東京都出身。ドラマ化された『孤独のグルメ』(谷口ジローとの共著・扶桑社)、『花のズボラ飯』(水沢悦子との共著・秋田書店)ほか、漫画、エッセイ、音楽など多方面で創作活動を展開中。作曲・演奏をした『孤独のグルメSeason4』サウンドトラック盤(地底レコード)が好評発売中。

武豊線 たけとよせん

大府(大府市)から武豊(武豊町)までの19.3km、10駅。明治19年(1886)全通の古い路線。
今年の3月から全線が電化され、名古屋近郊の通勤通学路線としてさらなる活躍が見込まれる。

 

 愛知県の知多(ちた)半島の根元を走るJR武豊(たけとよ)線につたい歩きした。いつもは線路につたい歩いて、その列車で帰ってくる。でも今回は始発駅の大府(おおぶ)から終点の武豊まで、先に列車で行き、逆につたい歩いて亀崎駅まで戻り、そこから列車で大府に帰る。つまり、歩く土地を先に列車から見てしまう。答えを知って散歩に行くようで、ちょっとつまらない気もするが、まぁ、歩いてみなけりゃわからない。

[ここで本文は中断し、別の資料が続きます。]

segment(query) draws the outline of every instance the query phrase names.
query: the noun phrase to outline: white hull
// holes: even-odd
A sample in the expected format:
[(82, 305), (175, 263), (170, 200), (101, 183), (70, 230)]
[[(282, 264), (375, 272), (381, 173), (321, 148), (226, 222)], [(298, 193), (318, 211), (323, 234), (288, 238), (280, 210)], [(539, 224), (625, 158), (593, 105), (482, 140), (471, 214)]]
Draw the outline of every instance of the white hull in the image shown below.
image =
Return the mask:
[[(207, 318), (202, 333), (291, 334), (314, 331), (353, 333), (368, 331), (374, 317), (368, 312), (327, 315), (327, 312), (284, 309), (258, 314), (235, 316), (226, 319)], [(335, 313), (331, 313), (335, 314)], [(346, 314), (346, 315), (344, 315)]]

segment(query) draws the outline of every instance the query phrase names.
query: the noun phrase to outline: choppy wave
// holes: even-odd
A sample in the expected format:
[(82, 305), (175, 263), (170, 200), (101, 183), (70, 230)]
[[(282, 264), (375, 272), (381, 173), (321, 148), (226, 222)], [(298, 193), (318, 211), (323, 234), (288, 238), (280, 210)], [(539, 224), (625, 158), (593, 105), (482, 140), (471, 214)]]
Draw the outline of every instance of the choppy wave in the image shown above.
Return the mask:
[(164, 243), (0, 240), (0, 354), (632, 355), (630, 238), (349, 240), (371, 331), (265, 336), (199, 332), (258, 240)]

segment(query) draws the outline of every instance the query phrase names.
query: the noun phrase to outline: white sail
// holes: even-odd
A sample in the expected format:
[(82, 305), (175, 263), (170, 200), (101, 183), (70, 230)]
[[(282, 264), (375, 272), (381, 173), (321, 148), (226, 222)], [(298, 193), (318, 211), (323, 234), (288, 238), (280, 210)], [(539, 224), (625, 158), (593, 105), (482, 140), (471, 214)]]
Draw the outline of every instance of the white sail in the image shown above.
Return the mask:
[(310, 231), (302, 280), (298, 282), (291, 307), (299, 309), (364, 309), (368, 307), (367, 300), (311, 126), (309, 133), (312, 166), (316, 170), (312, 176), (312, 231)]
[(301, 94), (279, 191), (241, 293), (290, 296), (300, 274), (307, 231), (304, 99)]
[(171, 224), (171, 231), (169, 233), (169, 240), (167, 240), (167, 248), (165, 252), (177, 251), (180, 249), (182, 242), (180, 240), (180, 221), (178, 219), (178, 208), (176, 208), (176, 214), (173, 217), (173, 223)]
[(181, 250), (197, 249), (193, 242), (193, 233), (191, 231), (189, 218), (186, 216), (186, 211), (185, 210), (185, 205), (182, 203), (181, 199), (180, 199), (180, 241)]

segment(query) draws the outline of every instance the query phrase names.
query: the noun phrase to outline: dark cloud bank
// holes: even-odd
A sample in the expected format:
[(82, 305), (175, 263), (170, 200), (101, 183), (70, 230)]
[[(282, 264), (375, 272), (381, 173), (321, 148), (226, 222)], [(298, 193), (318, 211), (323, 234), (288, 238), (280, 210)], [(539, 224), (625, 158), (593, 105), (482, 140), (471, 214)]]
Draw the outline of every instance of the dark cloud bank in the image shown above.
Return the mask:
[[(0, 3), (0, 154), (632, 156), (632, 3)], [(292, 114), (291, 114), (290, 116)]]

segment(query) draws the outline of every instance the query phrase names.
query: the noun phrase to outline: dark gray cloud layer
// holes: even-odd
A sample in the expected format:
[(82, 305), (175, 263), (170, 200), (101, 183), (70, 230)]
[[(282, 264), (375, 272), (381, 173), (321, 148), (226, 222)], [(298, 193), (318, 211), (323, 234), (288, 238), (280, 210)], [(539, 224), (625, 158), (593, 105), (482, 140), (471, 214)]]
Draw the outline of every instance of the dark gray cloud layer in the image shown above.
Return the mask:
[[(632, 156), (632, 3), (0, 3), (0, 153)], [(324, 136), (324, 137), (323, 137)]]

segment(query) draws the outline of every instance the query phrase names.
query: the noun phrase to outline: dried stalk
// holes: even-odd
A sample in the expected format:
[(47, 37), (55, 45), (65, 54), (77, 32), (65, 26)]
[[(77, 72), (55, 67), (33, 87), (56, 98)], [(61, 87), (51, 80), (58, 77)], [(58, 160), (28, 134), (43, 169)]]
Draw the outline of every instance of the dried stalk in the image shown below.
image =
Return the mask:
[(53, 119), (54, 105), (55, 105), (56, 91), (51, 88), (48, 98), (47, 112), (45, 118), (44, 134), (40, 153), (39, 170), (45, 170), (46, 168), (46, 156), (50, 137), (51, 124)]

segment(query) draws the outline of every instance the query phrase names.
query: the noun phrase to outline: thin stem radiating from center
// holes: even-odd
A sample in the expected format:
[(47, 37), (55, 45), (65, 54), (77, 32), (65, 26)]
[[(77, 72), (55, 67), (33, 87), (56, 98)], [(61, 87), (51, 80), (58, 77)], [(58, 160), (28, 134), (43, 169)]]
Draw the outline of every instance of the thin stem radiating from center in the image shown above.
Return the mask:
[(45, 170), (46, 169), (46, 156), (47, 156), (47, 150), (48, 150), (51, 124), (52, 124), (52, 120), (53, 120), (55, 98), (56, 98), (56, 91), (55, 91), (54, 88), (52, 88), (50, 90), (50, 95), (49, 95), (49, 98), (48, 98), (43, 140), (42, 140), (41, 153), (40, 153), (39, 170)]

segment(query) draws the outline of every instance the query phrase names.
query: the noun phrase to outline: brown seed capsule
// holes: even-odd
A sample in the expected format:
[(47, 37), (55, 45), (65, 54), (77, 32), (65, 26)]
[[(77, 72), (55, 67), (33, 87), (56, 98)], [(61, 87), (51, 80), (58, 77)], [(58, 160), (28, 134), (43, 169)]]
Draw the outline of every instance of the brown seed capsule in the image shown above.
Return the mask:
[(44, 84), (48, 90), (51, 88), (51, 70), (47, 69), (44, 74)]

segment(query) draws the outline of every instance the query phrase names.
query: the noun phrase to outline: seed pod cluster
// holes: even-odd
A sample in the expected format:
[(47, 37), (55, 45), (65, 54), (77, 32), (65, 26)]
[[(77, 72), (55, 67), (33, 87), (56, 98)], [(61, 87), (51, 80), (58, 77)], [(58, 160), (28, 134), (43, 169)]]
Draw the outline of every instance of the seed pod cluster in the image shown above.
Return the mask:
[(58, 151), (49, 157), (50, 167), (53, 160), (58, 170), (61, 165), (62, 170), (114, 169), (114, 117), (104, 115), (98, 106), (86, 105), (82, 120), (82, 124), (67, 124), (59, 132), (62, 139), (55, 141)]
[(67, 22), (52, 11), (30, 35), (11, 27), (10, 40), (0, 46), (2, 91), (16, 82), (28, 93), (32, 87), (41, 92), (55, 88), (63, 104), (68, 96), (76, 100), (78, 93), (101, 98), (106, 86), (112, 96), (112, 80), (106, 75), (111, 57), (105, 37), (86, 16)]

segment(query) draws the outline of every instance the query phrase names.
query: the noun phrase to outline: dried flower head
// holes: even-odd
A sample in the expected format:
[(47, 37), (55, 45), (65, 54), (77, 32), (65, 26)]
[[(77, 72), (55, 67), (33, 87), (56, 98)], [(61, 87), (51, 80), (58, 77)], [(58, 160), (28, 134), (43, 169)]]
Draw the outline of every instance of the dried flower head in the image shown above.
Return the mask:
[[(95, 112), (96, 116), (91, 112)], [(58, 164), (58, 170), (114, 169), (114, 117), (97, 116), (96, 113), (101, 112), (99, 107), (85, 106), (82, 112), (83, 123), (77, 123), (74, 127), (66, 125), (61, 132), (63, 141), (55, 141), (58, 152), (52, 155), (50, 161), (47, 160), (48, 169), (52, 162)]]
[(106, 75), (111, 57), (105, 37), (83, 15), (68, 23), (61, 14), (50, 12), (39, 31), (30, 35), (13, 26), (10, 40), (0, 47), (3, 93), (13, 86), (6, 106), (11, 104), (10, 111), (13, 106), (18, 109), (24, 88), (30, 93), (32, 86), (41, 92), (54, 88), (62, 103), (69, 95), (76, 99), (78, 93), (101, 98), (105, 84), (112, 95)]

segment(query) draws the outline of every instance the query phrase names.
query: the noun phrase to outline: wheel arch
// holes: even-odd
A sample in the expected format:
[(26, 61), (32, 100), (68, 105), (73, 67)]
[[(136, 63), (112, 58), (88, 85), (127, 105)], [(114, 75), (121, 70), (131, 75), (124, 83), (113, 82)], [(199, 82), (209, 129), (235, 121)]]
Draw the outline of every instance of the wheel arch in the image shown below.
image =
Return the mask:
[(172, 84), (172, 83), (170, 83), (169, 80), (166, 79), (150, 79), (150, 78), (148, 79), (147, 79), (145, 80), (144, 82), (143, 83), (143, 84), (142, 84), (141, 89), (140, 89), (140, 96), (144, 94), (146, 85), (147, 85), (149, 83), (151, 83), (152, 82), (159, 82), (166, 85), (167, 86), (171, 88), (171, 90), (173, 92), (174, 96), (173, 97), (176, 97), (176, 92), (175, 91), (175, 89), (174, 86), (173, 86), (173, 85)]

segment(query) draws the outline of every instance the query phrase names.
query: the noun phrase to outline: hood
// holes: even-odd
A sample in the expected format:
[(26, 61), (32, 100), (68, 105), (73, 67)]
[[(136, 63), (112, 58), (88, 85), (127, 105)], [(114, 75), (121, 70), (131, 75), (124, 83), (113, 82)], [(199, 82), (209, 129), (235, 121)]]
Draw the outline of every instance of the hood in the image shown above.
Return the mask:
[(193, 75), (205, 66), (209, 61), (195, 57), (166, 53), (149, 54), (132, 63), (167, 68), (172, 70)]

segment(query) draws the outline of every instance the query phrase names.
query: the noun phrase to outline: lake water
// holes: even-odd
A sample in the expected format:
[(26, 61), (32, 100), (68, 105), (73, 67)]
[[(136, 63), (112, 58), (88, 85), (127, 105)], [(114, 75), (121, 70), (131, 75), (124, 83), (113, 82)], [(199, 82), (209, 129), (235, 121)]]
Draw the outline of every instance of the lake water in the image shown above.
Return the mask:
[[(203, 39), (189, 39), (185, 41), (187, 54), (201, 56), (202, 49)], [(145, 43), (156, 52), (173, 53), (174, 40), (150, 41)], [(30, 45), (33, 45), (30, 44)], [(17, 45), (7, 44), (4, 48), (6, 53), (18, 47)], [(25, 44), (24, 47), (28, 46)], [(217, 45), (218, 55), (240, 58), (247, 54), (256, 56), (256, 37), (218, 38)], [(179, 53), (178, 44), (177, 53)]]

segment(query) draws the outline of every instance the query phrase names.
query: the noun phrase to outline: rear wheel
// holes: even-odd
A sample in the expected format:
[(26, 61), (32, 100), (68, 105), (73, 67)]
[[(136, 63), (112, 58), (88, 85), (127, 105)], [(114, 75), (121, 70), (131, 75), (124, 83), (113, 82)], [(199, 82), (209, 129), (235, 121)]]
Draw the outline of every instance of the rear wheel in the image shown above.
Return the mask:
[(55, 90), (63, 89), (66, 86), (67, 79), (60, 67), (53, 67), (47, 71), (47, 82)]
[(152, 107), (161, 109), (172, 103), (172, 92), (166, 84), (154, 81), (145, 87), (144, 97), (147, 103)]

 なにしろ「大府」がなんと読むのかもわからなかったボクだ。武豊線には「乙川(おっかわ)」なんていう駅もある。難読駅のひとつではないか。ボクの乗った車両は、座席がクロスシートで、空いていたので快適だった。列車の座席の配列方式のロングシート(横座席)とクロスシート(縦座席)という名称も、つい最近知った。この連載をしていて、否応なく知っていく鉄道用語も多い。


武豊駅のかわいい使用済みきっぷ入れ

 武豊駅に着いたのは午前10時25分。改札は無人。昔の郵便受けのような、水色のペンキで色が塗られた木製きっぷ回収箱にきっぷを入れる。ちょっと楽しい。でも駅前には商店街のようなものは何もない。電車から、線路に並走する青い線が引かれた細い道が見えて、そこを歩きたいなと思った。と思い出したら、駅の脇に青い線を引いた細道がある。見えた道は線路の反対側だったが、きっと繋がっていると思って歩き出す。少し行くと踏切があって、やはり車窓から見えた歩道に繋がった。こんな些細なことが嬉しい。


青い線の道と武豊線列車。左は武雄神社の森

 踏切を渡ったところに、武雄神社という古そうな神社があった。立ち寄って、今日の散歩の無事を祈願する。この神社の起源は奈良時代かそれ以前で「月詠みの森」と呼ばれる月見の名所だったそう。たしかに神社のまわりは広くはないが鬱蒼(うっそう)と豊かな森。知多半島では珍しく暖帯林に覆われて、自然林の面影を残した貴重な森とある。伊勢神宮でも明治神宮でも森が怖いほどに深い。日本人古来のアニミズムをこんなところで感じる。

 もう少し歩くと蓮花院というきれいな寺があり、新四国第二十三番札所と石柱に彫られている。中に入ると「知多四国八十八ヶ所霊場」というのがあるようだ。お遍路みたいだが、四国からこんなに遠くで? なんでも弘法大師が東国めぐりの折に来たらしい。そしたら「西浦や 東浦あり 日間賀(ひまか)島 篠島かけて 四国なるらん 」という歌も残っているという。こじつけのような気もするが、それも日本的なおおらかな解釈と思え、微笑ましくもある。奥の方の高台に別の寺も見えた。